Meksykanin opowiada jak z jego perspektywy wyglądały ostatnie dni współpracy z największą organizacją MMA na świecie.
Zawsze duże emocje wzbudza fakt, gdy mocny zawodnik opuszcza organizację MMA skupiającą większość spośród czołowych zawodników na świecie. Nie inaczej było w przypadku Yaira Rodrigueza (10-2, 6-1 w UFC), który rozstał się z UFC – podobno – po odmówieniu przyjęcia dwóch propozycji walk na galę UFC 227.
We wczorajszym odcinku The MMA Hour Meksykanin tłumaczył jak sytuacja wyglądała z jego perspektywy, a chyba nie jest zaskoczeniem, że jego słowa nie są zbieżne z tym, co o sprawie już wiemy z innych źródeł.
Początkowo 25-latek poruszył wątek, iż był gotowy do walki w lutym jednak został z niej wycofany.
Rozmawiałem z Seanem Shelbym i powiedziałem mu, że mogę walczyć z Joshem Emmettem w lutym w Orlando i być w walce wieczoru UFC on FOX 28. Akceptowałem to. Później dowiedziałem się, żę Josh Emmettem nie zaakceptował tej walki lub nie wiem czy UFC chciało mi dać to dać lub cokolwiek. Później zostałem zastąpiony przez Jeremy’ego Stephensa. Jeremy wziął tę walkę.

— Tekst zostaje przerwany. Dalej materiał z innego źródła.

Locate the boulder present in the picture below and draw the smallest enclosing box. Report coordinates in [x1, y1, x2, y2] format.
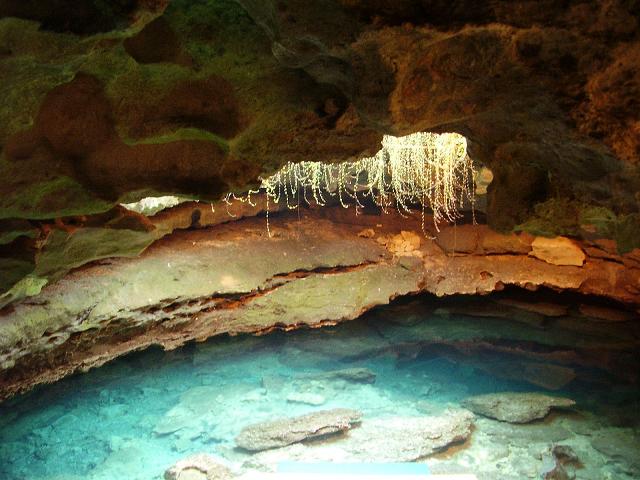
[245, 409, 474, 470]
[236, 408, 362, 452]
[345, 409, 474, 462]
[529, 237, 586, 267]
[164, 453, 235, 480]
[463, 392, 576, 423]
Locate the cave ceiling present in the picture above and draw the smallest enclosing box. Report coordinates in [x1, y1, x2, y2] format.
[0, 0, 640, 300]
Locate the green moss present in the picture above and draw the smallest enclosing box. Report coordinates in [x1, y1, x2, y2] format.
[125, 128, 229, 153]
[514, 198, 580, 237]
[0, 229, 38, 245]
[0, 176, 113, 219]
[0, 257, 39, 292]
[613, 213, 640, 253]
[35, 228, 159, 278]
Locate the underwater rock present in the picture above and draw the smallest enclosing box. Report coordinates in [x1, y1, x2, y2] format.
[529, 237, 586, 267]
[287, 392, 327, 405]
[236, 408, 362, 452]
[164, 453, 235, 480]
[462, 392, 576, 423]
[298, 367, 376, 383]
[153, 386, 219, 435]
[475, 360, 576, 390]
[344, 409, 474, 462]
[245, 409, 474, 470]
[541, 445, 581, 480]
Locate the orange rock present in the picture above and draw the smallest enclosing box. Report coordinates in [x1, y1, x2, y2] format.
[529, 237, 586, 267]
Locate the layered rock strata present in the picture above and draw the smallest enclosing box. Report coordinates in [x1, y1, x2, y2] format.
[0, 208, 640, 398]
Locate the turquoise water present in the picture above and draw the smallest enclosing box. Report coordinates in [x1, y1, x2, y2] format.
[0, 298, 638, 480]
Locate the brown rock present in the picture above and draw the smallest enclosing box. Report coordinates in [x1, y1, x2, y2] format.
[498, 298, 568, 317]
[579, 303, 638, 322]
[435, 225, 480, 254]
[480, 227, 533, 255]
[529, 237, 586, 267]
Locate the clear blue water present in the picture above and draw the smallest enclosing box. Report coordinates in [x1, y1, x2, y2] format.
[0, 300, 633, 480]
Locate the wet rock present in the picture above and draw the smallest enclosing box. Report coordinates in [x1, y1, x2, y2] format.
[287, 392, 327, 405]
[164, 453, 235, 480]
[435, 225, 480, 254]
[541, 445, 581, 480]
[591, 428, 640, 474]
[153, 386, 219, 436]
[236, 408, 362, 451]
[579, 303, 638, 322]
[249, 409, 473, 469]
[463, 392, 576, 423]
[345, 409, 474, 462]
[498, 298, 568, 317]
[529, 237, 586, 267]
[379, 230, 421, 256]
[299, 367, 376, 383]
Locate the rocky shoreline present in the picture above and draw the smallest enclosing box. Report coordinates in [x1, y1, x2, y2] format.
[0, 207, 640, 399]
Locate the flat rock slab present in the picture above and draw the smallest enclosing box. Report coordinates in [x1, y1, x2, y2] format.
[244, 409, 474, 468]
[297, 367, 376, 383]
[164, 453, 235, 480]
[236, 408, 362, 452]
[345, 409, 474, 462]
[463, 392, 576, 423]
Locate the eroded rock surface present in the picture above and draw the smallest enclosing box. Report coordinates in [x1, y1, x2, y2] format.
[236, 408, 362, 452]
[463, 392, 576, 423]
[164, 453, 235, 480]
[247, 409, 474, 469]
[0, 0, 640, 304]
[0, 206, 640, 397]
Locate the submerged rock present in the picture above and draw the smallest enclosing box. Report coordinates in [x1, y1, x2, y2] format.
[463, 392, 576, 423]
[541, 445, 581, 480]
[236, 408, 362, 452]
[299, 367, 376, 383]
[346, 409, 474, 462]
[245, 409, 474, 470]
[164, 453, 234, 480]
[287, 392, 327, 405]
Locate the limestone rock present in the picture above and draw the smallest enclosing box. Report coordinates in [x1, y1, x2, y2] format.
[164, 453, 235, 480]
[346, 409, 473, 462]
[300, 367, 376, 383]
[287, 392, 327, 405]
[249, 409, 474, 469]
[529, 237, 586, 267]
[236, 408, 362, 451]
[463, 392, 576, 423]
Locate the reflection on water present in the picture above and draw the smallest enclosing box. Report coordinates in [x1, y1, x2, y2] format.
[0, 294, 640, 480]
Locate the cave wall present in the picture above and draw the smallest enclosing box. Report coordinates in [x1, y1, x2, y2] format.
[0, 0, 640, 304]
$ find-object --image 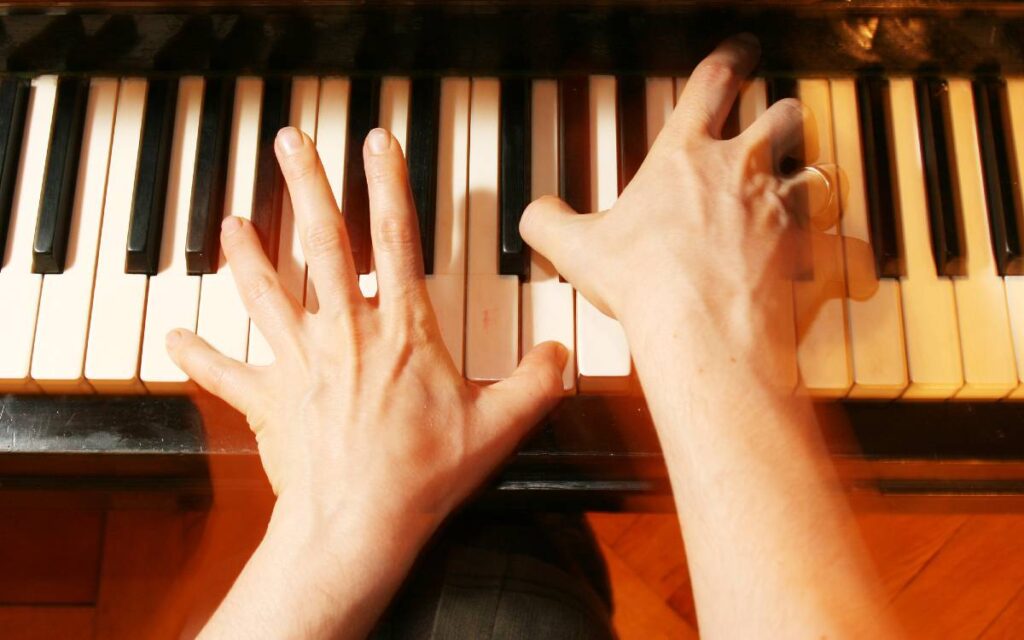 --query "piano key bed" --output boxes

Później, po tym wszystkim, usiedliśmy z UFC i rozmawialiśmy o kilku innych przeciwnikach. Rozmawiałem z Seanem Shelbym i on powiedział mi:” Co myślisz obecnie?” Odpowiedziałem, że zasługuję minimum na przeciwnika z TOP10. Nie ma znaczenia co się stanie. Myślę, że zasługuję na przeciwnika z TOP10 choćby dlatego, że ja już się pokazałem w UFC. Mam rekord 6-1 w UFC. Nie wszyscy zawodnicy mają taki rekord. Wiem, że nadal jestem wschodzącą gwiazdą, ale wiem, że już dużo zrobiłem. Wiem ilu mam fanów i myślę, że nie muszę nikomu pokazywać, że się nie boję.
Rodriguez powiedział, że akceptował walki z Ricardo Lamasem i Zabitem Magomedsharipovem – z zastrzeżeniem, że za większe pieniądze.
Oni rzucili nazwisko Ricardo Lamasa, zgodziłem się. Zaakceptowałem walkę z Ricardo Lamasem, ale później dowiedziałem się, że on nie weźmie walki ze mną. Zdecydował się walczyć z Mirsadem Bekticiem. Wtedy, Zabit robił dużo szumu w mediach społecznościowych. Pomyślałem, ok, to świetnie. Widziałem duży potencjał tej walki. I to był mój błąd – jakiś tydzień po odrzuceniu walki przez Lamasa, Shelby zadzwonił do mnie i powiedział, że Lamas jest otwarty na walkę ze mną. Po tym jak prosiłem o zawodnika z TOP10 i oni mi tego nie dali, i gdy Lamas zamiast tego wziął walkę z Bekticiem, czułem się zawiedziony.
Zacząłem szukać walki z Zabitem, dla mnie miało to ogromny sens ze względu na stylistyczne zestawienie. Widzieliśmy duży potencjał do renegocjacji kontraktu. Były negocjacje mówiące, że jeśli chcą mnie z nim na gali UFC 227 to muszą zapłacić więcej, ponieważ od roku mówiłem o przeciwniku z TOP10. Ja nie wybieram przeciwników. Tylko mówiłem, że zasługuję na kogoś z TOP10. Kogokolwiek. Pytałem o Korean Zombie, ale powiedzieli, że nie jest gotowy nawet po tym jak na twitterze pisał, że chce walczyć z Edgarem.
Ja powiedziałem: dobra, zawalczę z Zabitem jeśli zapłacicie więcej, ponieważ rozumiem jak duża to gala, oni odmówili. Pomyślałem, jeśli nie chce mi zapłacić więcej za walkę w Los Angeles to dlaczego nie mi tej walki w Rosji, wtedy nie byłoby potrzeby negocjacji. Chcę go w Rosji, dlaczego? Ponieważ mnie wyzywał do walki.
Jak oceniacie postawę Yaira? Czy organizacja powinna się go pozbyć w takiej sytuacji?
ufc funkcjonuje coraz gorzej, co tu duzo opowiadac. Yair ma potencjal i walczy efektownie, co zlego ze chce kase nieco wieksza?